12.10.2009

The Psychologist ~

A humbling experience I will say. 


Usually the first appointment with a new professional has little progress. He's a difficult little dude to understand and I like to prepare and try to paint the best picture I can of the concerns that bring me to their office. The responses to his atypical presentation of ASD range from he is 'High Functioning' to 'Very mild' to 'Are you sure?'.  We've had some good experiences [namely current OT] but for the most part, it takes a lot of observation time to finally SEE HIM and SEE his issues. 


I am not used to hearing anything 'bad', anything that I actually know to be true... they usually water down my concerns and it takes me either 6 appointments to get to the meat OR they just don't get him at all and we start over. 


Not today, my friend. I have YET to be shocked at one of these appointments, in my head, I issue a little challenge --- Alright *arms crossed* I challenge you to tell me something I don't already know.


And today she did. 


Q: "So, when you talk about these ritualistic behaviors (finger writing), tell me about how many hours a day do you think he is engaging in them?"

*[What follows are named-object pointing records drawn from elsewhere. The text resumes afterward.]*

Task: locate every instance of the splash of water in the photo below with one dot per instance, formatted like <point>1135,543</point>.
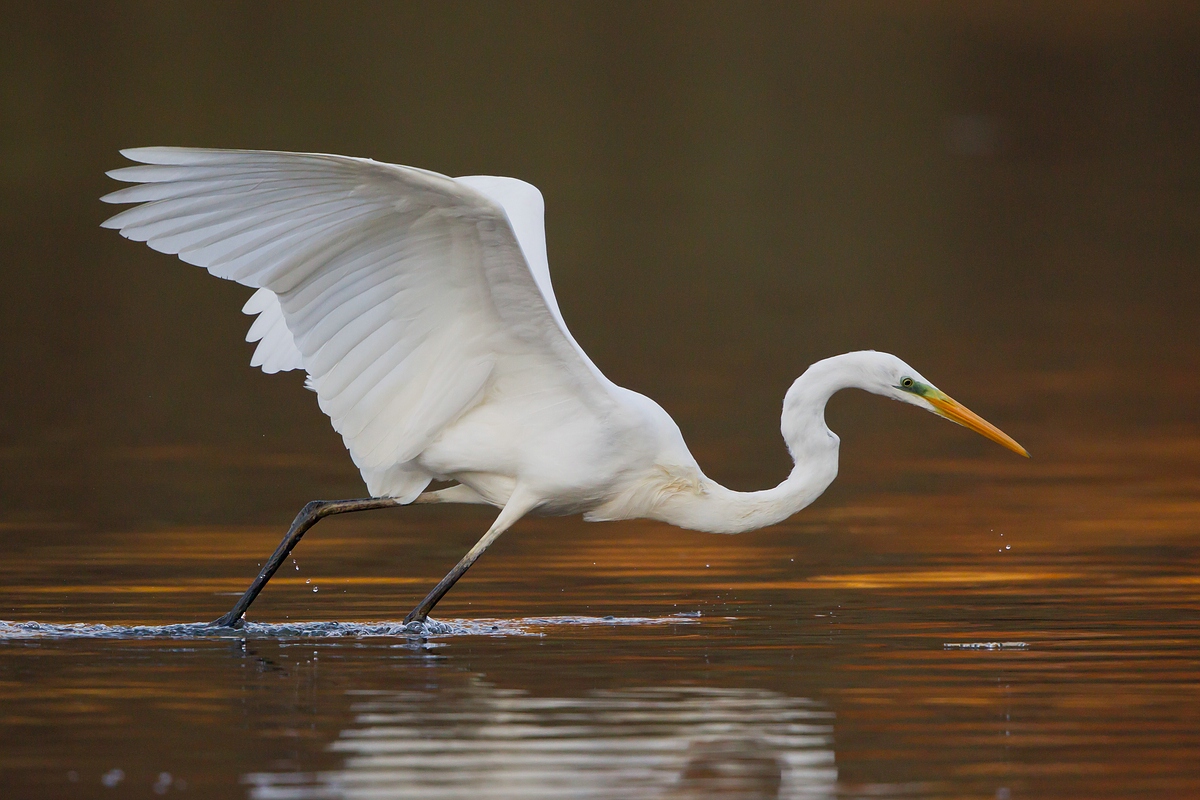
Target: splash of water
<point>527,626</point>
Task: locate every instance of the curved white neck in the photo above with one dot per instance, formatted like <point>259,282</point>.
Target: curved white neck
<point>813,445</point>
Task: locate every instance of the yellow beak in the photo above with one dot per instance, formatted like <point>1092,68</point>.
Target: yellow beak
<point>955,411</point>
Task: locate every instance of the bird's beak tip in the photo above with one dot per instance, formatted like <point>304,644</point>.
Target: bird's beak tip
<point>955,411</point>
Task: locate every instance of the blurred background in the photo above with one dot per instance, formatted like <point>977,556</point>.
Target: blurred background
<point>1005,194</point>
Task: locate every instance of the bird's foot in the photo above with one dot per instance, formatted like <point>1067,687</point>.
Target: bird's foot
<point>228,620</point>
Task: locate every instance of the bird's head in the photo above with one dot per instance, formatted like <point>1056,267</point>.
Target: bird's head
<point>891,377</point>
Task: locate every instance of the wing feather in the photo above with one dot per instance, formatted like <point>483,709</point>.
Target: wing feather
<point>402,293</point>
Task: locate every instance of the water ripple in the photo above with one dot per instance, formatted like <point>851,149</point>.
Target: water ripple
<point>526,626</point>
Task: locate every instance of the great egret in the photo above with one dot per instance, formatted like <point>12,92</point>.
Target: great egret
<point>420,307</point>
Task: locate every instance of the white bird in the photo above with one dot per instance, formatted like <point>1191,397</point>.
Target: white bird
<point>421,310</point>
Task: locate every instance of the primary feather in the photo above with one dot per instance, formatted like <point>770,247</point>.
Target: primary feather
<point>406,295</point>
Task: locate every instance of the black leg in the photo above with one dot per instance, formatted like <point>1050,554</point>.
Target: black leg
<point>307,517</point>
<point>516,507</point>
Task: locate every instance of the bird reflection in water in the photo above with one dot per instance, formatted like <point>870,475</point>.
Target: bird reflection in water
<point>480,741</point>
<point>731,769</point>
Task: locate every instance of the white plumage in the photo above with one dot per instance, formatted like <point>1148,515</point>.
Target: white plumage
<point>421,308</point>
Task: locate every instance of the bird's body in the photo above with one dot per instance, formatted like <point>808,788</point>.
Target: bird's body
<point>421,310</point>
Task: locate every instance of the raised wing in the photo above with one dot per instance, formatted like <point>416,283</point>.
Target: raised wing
<point>406,293</point>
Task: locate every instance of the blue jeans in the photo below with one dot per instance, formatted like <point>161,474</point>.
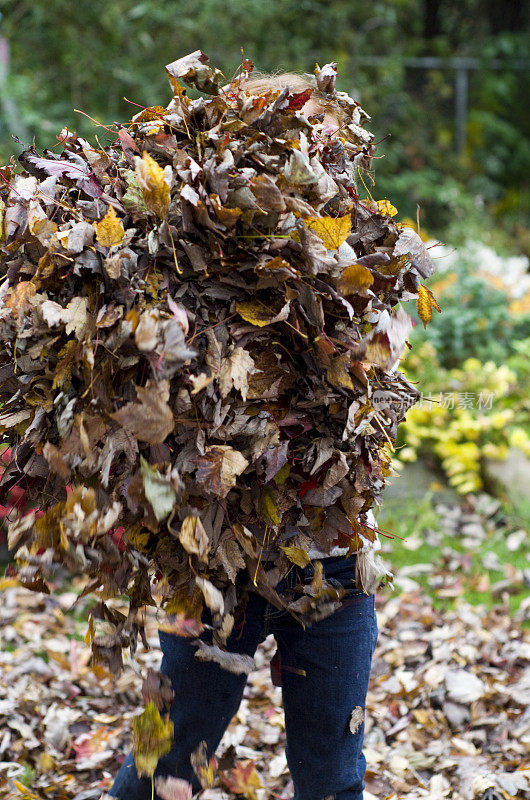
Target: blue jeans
<point>325,758</point>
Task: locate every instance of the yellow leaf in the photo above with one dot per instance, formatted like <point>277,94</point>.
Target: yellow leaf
<point>332,231</point>
<point>244,780</point>
<point>337,373</point>
<point>152,737</point>
<point>89,635</point>
<point>355,278</point>
<point>426,302</point>
<point>26,794</point>
<point>386,208</point>
<point>296,555</point>
<point>2,216</point>
<point>269,507</point>
<point>110,230</point>
<point>258,314</point>
<point>153,184</point>
<point>20,298</point>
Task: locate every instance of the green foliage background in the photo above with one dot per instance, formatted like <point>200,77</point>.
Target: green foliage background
<point>89,54</point>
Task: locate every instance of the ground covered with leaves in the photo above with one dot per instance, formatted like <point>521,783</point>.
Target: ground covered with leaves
<point>448,711</point>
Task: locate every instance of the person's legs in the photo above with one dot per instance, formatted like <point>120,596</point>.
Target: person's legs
<point>206,699</point>
<point>323,753</point>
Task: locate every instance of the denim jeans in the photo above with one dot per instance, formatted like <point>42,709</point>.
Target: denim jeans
<point>325,669</point>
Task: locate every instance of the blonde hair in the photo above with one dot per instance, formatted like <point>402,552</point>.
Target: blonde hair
<point>261,82</point>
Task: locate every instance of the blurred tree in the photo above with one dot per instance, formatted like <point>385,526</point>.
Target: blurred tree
<point>91,53</point>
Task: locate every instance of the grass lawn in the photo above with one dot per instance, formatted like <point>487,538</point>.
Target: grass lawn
<point>453,556</point>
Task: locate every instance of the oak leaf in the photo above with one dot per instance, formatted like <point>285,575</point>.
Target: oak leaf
<point>152,738</point>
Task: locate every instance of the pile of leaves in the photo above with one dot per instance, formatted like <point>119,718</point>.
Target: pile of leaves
<point>200,328</point>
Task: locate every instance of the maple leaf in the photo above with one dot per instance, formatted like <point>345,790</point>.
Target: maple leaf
<point>356,719</point>
<point>235,371</point>
<point>296,555</point>
<point>20,299</point>
<point>243,780</point>
<point>333,231</point>
<point>152,739</point>
<point>259,314</point>
<point>219,468</point>
<point>337,373</point>
<point>193,537</point>
<point>409,243</point>
<point>386,208</point>
<point>152,181</point>
<point>110,230</point>
<point>158,489</point>
<point>212,596</point>
<point>203,767</point>
<point>151,420</point>
<point>237,663</point>
<point>426,303</point>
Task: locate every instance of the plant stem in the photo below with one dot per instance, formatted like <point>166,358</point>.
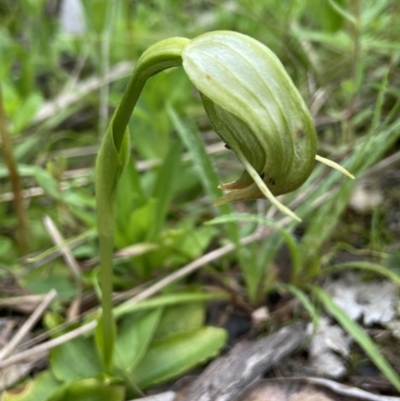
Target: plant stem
<point>110,163</point>
<point>22,234</point>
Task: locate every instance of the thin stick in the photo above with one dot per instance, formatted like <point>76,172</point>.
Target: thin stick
<point>334,165</point>
<point>27,326</point>
<point>22,230</point>
<point>186,270</point>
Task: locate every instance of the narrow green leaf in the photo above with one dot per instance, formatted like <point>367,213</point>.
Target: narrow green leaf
<point>38,389</point>
<point>176,354</point>
<point>180,318</point>
<point>291,243</point>
<point>193,142</point>
<point>134,335</point>
<point>305,301</point>
<point>360,336</point>
<point>164,189</point>
<point>166,300</point>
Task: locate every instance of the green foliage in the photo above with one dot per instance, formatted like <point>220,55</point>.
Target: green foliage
<point>157,340</point>
<point>341,57</point>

A: "Well, subtract the time he's sleeping, and then I will have to say, how many hours is he NOT engaging in ritualistic behaviors? If you give him 15 minutes, he WILL do it at some point. It depends on how engaged he is as to how much he'll do it. But unless he's glued to the TV or a book, he's air writing, table writing, writing on doors. It's getting worse."


She gave me a little word picture to think about. She said that kids who are engaging in these behaviors & are looking at an OCD diagnosis [not necessarily what we're looking at] ONLY need to be engaging in ritualistic behaviors for ONE hour a day. And ONE hour a day is a real problem. ONE. 


*shudder*


She said to me, 'This is a severe problem'
And then, she read some of the results of standardized testing on his IEP. She said that when they look at a child's IQ (132) they like to see how it compares to adaptive functioning. She expects that a child functioning cognitively in the 98% should also have adaptive function near 98%. And this is what I didn't know. Never knew. He is at 16%. 16. 
Now, I know that numbers are just numbers... but nobody ever told me that. The score said '86' and I really didn't know what to compare that to... and I didn't ask. All the paperwork we've filled out, all the professionals, and exams... he always 'passes' with flying colors and the professionals look at me like I'm the one overreacting. 
That number is significant. 
I know this finger writing/air writing is inappropriate, intense, frequent, and taking up WAY too much of his day. It is masked in between typical behavior. And to be frank, I barely see it some days because I'm so used to it. And I'm used to everyone minimizing the problem with it. No solutions. No fix. No help. We can't get him to stop, they can't, I guess it is what it is. I'm overreacting. 
Making a correlation between his adaptive function and the frequency of this behavior leads her to believe that a large part of his day is spent in true anxiety and distress. 
She said Cognitive Behavioral Therapy is not a good option for this frequent of a behavior. If it were just the doorways when he goes in/out, then she would have made the behavior move to a spoken #... to a whispered #... to a # only said in his head to himself. 
So, she wants to do a behavior modification. For the next week, we are to explain that we haven't been rewarding him enough. That we want to give him more rewards and that it makes us very proud when we see him NOT writing in the air. And we are to drop pennies in a jar (so he can hear) when he's NOT engaging in it. And at a certain # of pennies, he gets rewarded. And we are to reward him frequently. 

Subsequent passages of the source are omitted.